I do believe that it is really important to be as open and honest as you can. Don’t put things out there that are too painful or raw for you to share with people, but don’t be afraid to talk about what limits you, what prevents you from doing the things that you want to do, and things that frustrate you. And don’t be afraid to reach out to people who are talking about those things. Everyone can put other people on pedestals, but we’re all a lot closer than we all realize, and I think both YouTube and writing are industries where you need a support system and you need friends that are maybe higher up on the ladder than you and on the same level to go for the long haul, because you can’t do it on your own. Also never take anyone’s bullshit, especially on things that are your own experiences. That is really hard, especially when you’re really small and when you’re trying to build yourself because sometimes being honest and not taking bullshit makes growing harder. But again, I really feel that it’s better to grow slow but grow real, than to build a castle out of unsturdy bricks.

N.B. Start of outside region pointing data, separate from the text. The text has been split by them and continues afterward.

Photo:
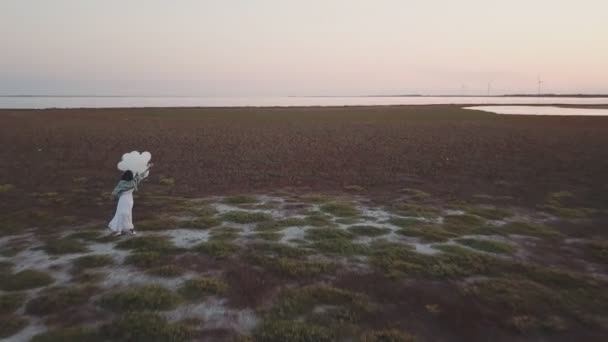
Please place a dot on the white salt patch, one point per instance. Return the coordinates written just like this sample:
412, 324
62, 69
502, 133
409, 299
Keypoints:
216, 315
187, 238
126, 276
293, 233
449, 212
425, 249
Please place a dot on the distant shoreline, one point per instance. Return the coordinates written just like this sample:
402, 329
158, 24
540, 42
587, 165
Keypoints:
307, 96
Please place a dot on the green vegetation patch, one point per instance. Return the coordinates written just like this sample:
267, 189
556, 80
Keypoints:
218, 249
293, 331
199, 288
340, 209
10, 325
55, 300
145, 326
79, 334
521, 228
24, 280
10, 302
488, 245
93, 261
65, 246
147, 297
244, 217
366, 230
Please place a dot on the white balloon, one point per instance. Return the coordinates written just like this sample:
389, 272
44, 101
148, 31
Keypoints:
135, 161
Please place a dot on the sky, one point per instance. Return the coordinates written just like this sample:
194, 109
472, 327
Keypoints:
306, 48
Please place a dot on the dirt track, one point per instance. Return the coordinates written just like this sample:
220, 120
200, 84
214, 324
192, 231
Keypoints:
210, 151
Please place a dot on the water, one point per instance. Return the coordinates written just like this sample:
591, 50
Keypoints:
41, 102
541, 110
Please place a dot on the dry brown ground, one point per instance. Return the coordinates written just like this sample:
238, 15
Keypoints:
441, 148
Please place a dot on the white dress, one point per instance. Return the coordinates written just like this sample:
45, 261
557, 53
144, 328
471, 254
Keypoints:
123, 219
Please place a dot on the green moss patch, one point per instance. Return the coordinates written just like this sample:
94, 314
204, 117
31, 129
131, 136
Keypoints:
148, 297
488, 245
144, 326
24, 280
371, 231
427, 232
199, 288
65, 246
244, 217
491, 213
9, 303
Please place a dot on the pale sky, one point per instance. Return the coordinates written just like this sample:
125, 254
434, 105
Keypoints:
312, 47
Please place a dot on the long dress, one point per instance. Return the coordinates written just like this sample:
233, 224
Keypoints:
123, 219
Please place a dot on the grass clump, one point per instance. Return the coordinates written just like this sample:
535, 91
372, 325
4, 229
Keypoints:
366, 230
391, 335
147, 297
147, 243
145, 259
240, 199
68, 335
144, 326
167, 271
218, 249
199, 288
65, 246
244, 217
93, 261
340, 209
294, 331
204, 222
488, 246
427, 232
10, 325
24, 280
491, 213
9, 303
296, 302
317, 234
414, 210
58, 299
157, 225
521, 228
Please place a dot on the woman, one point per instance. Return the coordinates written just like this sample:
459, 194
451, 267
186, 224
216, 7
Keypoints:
123, 219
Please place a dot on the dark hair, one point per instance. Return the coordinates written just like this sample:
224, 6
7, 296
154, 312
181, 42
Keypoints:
127, 175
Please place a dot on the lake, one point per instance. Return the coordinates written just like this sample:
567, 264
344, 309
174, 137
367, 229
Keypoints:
41, 102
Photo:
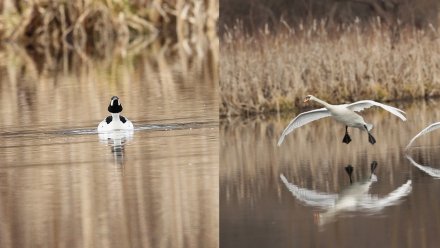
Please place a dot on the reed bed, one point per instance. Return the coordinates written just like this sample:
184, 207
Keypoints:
272, 71
103, 25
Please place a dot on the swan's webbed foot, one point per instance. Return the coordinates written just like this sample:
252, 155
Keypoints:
371, 139
346, 138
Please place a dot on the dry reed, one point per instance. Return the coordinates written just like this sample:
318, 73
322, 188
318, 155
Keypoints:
101, 25
274, 71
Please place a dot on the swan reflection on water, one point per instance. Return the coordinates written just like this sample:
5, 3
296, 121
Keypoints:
353, 198
428, 170
116, 140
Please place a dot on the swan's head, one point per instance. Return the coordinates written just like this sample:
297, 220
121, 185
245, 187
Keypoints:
308, 98
115, 105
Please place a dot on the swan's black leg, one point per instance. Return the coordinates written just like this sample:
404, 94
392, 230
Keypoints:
346, 138
373, 166
371, 139
349, 170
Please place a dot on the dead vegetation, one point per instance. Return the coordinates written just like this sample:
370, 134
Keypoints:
102, 25
273, 71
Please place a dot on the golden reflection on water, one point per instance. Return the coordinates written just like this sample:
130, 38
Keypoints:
256, 208
59, 189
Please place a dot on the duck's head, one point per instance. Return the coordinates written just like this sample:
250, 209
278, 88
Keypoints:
308, 98
115, 105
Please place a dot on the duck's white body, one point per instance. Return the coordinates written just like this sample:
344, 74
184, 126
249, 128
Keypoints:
115, 121
343, 113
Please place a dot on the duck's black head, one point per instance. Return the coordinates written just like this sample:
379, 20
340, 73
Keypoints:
115, 105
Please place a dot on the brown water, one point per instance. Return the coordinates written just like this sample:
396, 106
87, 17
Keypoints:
62, 185
315, 205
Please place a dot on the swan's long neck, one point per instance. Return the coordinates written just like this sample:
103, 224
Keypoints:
324, 103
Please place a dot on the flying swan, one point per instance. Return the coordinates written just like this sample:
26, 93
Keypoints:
428, 129
344, 113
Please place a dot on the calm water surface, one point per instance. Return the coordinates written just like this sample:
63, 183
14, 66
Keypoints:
63, 185
299, 194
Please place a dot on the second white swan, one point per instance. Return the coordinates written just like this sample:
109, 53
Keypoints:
344, 113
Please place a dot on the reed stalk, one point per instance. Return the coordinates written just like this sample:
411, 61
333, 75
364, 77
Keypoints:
274, 70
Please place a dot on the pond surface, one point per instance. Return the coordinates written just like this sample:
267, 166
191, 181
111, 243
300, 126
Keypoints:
63, 185
300, 195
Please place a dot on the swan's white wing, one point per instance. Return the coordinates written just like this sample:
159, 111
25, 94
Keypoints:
310, 197
375, 204
430, 171
428, 129
361, 105
303, 119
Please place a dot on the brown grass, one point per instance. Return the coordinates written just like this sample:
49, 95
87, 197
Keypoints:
102, 24
273, 72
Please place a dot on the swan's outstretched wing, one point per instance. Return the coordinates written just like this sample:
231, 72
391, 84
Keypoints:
428, 129
303, 119
361, 105
310, 197
430, 171
375, 204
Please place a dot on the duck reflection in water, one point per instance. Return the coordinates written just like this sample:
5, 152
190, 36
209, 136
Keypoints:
116, 140
428, 170
355, 197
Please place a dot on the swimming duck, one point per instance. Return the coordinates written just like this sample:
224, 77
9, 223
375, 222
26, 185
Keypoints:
115, 121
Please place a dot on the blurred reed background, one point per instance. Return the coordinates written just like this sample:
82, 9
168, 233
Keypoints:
156, 72
104, 24
340, 51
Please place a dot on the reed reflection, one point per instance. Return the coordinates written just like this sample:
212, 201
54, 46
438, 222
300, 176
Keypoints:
427, 169
354, 198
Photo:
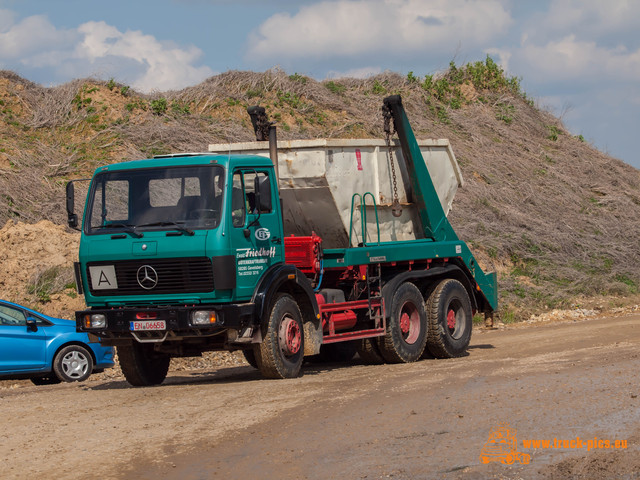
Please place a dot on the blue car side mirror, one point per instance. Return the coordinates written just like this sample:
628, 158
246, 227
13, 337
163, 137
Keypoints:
32, 324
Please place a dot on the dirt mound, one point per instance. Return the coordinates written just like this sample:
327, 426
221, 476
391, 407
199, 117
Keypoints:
36, 267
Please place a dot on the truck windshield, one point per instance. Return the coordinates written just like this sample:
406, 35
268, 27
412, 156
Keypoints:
168, 198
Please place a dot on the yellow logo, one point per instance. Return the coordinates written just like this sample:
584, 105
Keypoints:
502, 446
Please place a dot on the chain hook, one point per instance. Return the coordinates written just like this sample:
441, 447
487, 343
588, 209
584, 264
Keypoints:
396, 208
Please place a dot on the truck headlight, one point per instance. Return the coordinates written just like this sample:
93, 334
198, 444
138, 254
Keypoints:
95, 320
203, 317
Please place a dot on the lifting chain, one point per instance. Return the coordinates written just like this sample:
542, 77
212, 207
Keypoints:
396, 208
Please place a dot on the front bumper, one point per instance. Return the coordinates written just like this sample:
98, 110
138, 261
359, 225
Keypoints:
177, 318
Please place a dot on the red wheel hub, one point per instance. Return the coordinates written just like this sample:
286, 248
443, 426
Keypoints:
290, 337
410, 322
405, 323
451, 319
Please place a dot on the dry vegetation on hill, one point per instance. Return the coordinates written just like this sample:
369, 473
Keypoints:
556, 217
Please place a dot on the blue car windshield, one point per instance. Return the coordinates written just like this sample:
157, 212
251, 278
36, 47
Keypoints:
165, 198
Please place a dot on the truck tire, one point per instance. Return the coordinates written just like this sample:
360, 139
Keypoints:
282, 350
406, 335
142, 366
369, 352
450, 320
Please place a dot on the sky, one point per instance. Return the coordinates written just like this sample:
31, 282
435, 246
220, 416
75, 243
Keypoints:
578, 58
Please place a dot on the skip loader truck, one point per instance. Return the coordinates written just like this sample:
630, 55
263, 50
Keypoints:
280, 249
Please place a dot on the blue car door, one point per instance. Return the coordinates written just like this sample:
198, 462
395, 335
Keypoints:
21, 349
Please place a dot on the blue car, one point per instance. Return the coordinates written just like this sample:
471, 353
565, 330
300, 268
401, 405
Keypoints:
45, 349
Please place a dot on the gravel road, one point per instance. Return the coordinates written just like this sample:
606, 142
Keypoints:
431, 419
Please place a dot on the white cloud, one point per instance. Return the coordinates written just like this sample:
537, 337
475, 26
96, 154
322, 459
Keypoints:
593, 17
354, 27
99, 49
581, 61
165, 65
363, 72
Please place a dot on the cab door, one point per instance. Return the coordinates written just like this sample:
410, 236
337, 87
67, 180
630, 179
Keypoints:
256, 231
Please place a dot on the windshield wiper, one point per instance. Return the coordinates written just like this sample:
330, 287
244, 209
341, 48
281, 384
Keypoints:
127, 228
177, 226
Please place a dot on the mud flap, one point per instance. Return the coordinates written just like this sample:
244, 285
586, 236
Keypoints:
312, 338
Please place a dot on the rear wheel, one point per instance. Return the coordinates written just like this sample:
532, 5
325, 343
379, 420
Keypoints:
73, 364
406, 334
450, 320
282, 350
142, 366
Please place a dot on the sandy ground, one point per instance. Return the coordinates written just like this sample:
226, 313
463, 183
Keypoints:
424, 420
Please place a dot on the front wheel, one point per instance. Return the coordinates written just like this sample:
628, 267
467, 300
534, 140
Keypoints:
282, 350
142, 366
73, 364
406, 334
450, 320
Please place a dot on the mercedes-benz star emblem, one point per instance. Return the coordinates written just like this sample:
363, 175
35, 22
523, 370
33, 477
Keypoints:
147, 277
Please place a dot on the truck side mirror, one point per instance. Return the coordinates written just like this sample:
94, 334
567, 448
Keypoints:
263, 193
72, 218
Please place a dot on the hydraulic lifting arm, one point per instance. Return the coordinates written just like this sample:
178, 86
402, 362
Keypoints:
434, 222
432, 217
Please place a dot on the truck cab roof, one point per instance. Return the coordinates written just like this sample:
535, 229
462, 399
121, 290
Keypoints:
186, 159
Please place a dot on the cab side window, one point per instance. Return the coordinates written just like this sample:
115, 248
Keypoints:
238, 210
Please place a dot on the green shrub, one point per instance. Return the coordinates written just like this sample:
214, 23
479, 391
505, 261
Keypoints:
159, 106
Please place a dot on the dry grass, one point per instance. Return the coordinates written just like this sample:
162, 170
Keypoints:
555, 216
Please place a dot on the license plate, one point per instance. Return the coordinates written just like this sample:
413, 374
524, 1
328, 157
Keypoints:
148, 325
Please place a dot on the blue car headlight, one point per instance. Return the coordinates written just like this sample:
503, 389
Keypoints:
95, 320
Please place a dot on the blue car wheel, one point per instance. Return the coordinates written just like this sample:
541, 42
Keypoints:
73, 364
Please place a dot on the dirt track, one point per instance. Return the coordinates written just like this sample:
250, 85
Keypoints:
424, 420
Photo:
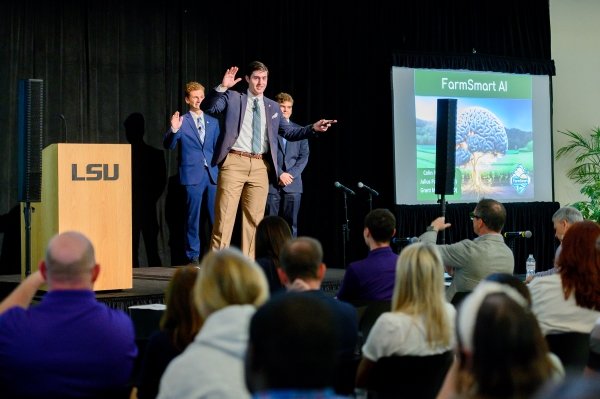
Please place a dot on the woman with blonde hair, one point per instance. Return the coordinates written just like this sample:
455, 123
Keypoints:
227, 292
421, 322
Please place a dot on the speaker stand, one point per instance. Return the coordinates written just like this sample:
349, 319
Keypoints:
443, 204
27, 211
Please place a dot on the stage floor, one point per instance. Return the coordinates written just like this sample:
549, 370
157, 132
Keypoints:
149, 285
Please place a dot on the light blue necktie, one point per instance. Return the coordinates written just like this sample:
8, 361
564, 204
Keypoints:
256, 147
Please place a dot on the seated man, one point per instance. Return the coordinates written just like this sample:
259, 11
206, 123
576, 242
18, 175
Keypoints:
70, 344
562, 219
291, 351
372, 279
302, 269
468, 261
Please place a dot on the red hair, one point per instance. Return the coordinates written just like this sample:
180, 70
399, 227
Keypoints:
579, 262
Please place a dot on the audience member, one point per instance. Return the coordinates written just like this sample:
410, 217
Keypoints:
178, 327
569, 301
372, 279
593, 365
468, 261
227, 292
271, 234
69, 345
302, 269
501, 351
562, 219
291, 353
421, 322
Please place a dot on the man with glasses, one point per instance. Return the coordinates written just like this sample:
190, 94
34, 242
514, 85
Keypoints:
468, 261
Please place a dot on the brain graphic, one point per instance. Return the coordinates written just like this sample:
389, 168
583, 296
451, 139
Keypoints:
479, 130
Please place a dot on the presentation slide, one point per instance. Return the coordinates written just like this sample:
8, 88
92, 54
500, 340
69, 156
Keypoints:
503, 137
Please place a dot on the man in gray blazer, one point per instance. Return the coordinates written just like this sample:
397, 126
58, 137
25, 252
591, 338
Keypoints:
246, 151
468, 261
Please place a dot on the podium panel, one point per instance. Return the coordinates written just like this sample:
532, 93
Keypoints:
87, 188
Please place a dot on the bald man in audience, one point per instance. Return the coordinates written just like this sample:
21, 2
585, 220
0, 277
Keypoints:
69, 345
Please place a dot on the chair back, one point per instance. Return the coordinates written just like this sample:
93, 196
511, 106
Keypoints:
572, 349
416, 377
370, 315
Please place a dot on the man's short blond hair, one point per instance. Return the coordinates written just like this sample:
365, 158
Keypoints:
226, 278
190, 87
283, 97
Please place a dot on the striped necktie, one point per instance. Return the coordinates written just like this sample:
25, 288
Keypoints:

BGC: What’s a future project that you’re most looking forward to working on?
I’m really excited for my new focus on my YouTube channel. I’m still trying to figure out exactly how I’m going to reintegrate in there. I plan to talk about jealousy, how mental health affects your writing, and imposter syndrome. Those are all really raw, and I’m a little scared but also really excited to hear about what other people think about those things. Writing-wise I’m working on an idea that I’ve had for over a decade now, but I finally feel like I have the ability and the strength to write. I really feel that if I don’t write this story I won’t be able to write anything else because it keeps on trying to sneak it’s way into everything else. I can’t say too much about it but it’s about cultural loss, and history, and the things that aren’t and are allowed to be saved, and who is worthy of being remembered. I think that ties into a lot of issues that I’ve had lately and also a lot of things that I think people will connect with. I think it’s going to be a really exciting fun story, if it doesn’t kill me first.